What I want to encourage is an approach to thinking about the Web that doesn’t take hierarchical, mostly non-internlinked sites as the representation of what the nature of the Web is, and what can be done with hypertext and hyperlinks. Rather, let’s think about the paths of users of all kinds: starting here, going there, then going back to here, then going somewhere else, all by following links that interconnect these sites of communication and interaction. Let’s set those pages all on a plane together, make the links manifest, and think about this non-hierarchical plane of communication and meaning and the workings of users brains: making connections. Going back and forth without hierarchy. Linearity in an extreme sense: not linear in terms of going from beginning to end with no flipping, but linearity in the sense of lack of hierarchy. Going back and forth along lines, going by whim and by instinct.
And here in these paths we find serendipitous meaning.
Now what is my issue with Web archiving?
Basically, it’s that it follows sites as isolated, hierarchical entities. The software that we use for our class, Archive-It, takes seeds from domains, subdomains, directories, pages, RSS feeds. (And others, but I will work with these here.) It crawls to the boundaries of a site: unless specified, if we start with a seed of example.com, we won’t go to crawl pages linked to example2.com from a page on example.com. We supply new seeds for extra domains. The very technology itself forces a representation of the Web through the lens of site paths and organization, directory-style, hierarchical in the extreme. It disallows representation of the revolutionary nature of the interlinked Web and the organic paths of users through this landscape.

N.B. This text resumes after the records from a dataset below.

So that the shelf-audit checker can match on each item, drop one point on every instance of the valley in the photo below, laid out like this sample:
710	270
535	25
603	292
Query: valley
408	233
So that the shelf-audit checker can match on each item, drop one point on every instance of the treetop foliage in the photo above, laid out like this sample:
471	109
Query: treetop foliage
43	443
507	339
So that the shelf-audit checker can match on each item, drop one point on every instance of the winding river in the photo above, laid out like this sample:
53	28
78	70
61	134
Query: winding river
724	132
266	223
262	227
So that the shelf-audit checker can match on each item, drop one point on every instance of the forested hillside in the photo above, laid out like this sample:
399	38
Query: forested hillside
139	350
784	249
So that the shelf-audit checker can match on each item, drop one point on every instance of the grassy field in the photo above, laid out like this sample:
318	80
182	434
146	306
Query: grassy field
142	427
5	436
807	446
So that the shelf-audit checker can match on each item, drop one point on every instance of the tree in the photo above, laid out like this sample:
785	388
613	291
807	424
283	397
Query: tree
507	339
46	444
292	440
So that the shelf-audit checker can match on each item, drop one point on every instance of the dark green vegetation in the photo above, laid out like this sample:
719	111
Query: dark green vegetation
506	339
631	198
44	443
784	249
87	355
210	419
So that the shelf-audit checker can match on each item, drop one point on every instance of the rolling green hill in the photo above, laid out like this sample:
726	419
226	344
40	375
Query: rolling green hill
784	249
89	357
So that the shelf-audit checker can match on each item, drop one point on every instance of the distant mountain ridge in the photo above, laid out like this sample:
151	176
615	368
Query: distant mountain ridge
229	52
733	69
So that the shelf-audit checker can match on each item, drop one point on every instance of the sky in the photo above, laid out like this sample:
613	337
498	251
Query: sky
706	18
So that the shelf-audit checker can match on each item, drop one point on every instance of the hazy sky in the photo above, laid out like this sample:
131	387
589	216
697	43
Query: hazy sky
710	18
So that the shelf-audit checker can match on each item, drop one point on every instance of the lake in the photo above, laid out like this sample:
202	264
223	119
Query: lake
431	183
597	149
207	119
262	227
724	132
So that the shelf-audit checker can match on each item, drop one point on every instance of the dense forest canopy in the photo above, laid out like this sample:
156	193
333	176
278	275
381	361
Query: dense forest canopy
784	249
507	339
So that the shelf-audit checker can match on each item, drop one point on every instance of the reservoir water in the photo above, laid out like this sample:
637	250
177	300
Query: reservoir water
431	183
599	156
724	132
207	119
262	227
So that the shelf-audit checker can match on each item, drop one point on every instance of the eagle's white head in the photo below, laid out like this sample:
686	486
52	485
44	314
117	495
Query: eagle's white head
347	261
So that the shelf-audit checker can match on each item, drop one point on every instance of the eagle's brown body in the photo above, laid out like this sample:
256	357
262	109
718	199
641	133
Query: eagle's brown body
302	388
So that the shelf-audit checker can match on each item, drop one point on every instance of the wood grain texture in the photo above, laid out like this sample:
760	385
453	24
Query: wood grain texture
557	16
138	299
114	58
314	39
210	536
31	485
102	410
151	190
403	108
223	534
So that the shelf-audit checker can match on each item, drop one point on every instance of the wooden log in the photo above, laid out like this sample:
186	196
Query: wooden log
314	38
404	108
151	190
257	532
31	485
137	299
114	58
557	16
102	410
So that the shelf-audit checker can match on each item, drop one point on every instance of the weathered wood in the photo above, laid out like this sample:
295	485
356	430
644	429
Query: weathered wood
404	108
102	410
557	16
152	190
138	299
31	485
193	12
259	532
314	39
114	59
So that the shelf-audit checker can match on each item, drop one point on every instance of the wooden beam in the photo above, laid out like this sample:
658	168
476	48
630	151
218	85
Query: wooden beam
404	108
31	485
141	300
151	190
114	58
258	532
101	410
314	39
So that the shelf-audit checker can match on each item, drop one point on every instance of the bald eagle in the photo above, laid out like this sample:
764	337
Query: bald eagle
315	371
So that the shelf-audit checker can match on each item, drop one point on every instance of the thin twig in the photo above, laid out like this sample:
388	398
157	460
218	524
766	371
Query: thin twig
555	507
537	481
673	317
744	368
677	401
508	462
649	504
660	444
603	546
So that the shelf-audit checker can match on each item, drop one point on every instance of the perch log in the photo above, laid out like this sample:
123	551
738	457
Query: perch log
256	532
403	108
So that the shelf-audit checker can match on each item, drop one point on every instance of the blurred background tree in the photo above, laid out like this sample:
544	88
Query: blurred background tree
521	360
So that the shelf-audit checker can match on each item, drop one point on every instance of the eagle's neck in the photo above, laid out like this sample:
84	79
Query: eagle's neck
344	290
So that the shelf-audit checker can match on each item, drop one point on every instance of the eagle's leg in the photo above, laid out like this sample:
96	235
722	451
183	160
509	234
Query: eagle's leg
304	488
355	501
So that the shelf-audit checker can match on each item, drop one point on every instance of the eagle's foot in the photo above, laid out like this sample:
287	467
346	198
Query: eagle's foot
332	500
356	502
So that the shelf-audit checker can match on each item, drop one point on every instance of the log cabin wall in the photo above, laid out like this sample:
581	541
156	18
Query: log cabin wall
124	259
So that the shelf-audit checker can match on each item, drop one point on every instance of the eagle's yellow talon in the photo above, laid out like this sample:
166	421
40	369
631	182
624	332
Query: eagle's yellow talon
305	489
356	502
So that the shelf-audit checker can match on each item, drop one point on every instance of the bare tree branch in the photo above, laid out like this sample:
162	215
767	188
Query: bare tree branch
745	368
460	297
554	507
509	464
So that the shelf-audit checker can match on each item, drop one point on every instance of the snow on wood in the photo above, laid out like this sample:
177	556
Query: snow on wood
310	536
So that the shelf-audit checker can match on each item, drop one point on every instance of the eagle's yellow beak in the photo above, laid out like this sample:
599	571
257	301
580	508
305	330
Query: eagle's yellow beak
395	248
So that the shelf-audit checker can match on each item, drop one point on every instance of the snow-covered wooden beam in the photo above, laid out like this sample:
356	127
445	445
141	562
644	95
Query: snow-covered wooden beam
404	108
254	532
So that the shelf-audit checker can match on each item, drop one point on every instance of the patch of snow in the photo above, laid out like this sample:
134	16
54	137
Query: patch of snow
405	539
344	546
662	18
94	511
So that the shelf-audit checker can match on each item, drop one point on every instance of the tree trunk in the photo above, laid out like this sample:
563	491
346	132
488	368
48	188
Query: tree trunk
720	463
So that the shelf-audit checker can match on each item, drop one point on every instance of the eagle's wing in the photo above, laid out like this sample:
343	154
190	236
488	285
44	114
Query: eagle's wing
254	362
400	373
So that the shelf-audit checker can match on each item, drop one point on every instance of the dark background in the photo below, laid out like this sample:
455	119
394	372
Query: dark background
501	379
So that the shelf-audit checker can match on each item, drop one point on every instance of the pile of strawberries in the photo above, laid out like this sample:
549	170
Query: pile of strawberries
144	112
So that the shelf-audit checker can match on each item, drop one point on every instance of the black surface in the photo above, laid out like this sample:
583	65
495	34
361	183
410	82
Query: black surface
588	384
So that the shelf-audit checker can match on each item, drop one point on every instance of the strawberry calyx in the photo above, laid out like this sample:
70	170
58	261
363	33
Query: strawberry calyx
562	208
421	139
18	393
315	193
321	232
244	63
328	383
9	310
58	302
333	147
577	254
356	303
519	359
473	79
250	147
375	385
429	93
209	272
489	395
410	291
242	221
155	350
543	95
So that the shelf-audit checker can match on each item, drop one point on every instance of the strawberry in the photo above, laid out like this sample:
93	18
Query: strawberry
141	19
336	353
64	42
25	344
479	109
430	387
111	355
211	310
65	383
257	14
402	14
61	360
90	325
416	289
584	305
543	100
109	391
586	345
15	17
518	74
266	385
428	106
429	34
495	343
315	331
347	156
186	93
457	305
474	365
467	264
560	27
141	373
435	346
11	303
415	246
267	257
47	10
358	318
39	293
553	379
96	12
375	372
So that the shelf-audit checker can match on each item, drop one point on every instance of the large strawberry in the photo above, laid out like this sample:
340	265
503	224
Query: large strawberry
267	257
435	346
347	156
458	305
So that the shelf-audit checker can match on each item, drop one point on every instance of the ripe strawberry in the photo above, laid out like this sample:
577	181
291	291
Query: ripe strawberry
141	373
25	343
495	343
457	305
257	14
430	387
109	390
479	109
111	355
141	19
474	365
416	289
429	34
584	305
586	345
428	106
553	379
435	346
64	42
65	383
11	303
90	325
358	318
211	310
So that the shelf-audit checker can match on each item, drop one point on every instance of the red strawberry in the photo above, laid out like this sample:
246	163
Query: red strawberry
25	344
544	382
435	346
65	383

I wonder if what limits our imagination here is technology: have we not developed technology that interacts with the Web in a non-hierarchical way, or is it more difficult to implement? Or is it a way of thinking that precludes capturing dynamic, unpredictable paths across, rather than up and down, a landscape of communication and reference?
What I would really find interesting and much more experimentally informative would be to crawl along the paths of potential users, perhaps with semi-random paths weighted by probability, to keep the crawl more or less going on a concept or topic or question. Where does it go? We won’t know until we do it. The results may surprise us. The results create new meaning that we were not aware of. The results are an illustration of the serendipity of exploration and discovery when our expectations of outcome are kept at a minimum. And that has value in its doing something really new with a technology whose potential we are barely beginning to tap with our creativity and imaginations.